The mechanism by which metformin reduces vitamin B12 levels remains unclear, but it is most likely to be multifactorial. Some of the proposed mechanisms for metformin-induced vitamin B12 deficiency include:

  1. Interference with calcium-dependent binding of the IF-vitamin B12 to the cubilin receptor on enterocytes at the ileum level. 

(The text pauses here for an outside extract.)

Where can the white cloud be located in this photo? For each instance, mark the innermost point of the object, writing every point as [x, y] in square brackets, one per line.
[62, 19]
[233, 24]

  2. Alteration in small intestine motility, leading to bacterial overgrowth and subsequent inhibition of IF–vitamin B12 complex absorption in the distal ileum.
  3. Alteration in bile acid metabolism and reabsorption, resulting in impaired enterohepatic circulation of vitamin B12. 
  4. Increased liver accumulation of vitamin B12, resulting in altered tissue distribution and metabolism of vitamin B12. 
  5. Reduced IF secretion by gastric parietal cells.

Amongst these mechanisms, metformin’s ability to interfere with the calcium-dependent membranes responsible for vitamin B12 intrinsic factor absorption has been the most accepted (Dali-Youcef and Andrès, 2009; Green et al, 2017; Szymczak-Pajor et al, 2022.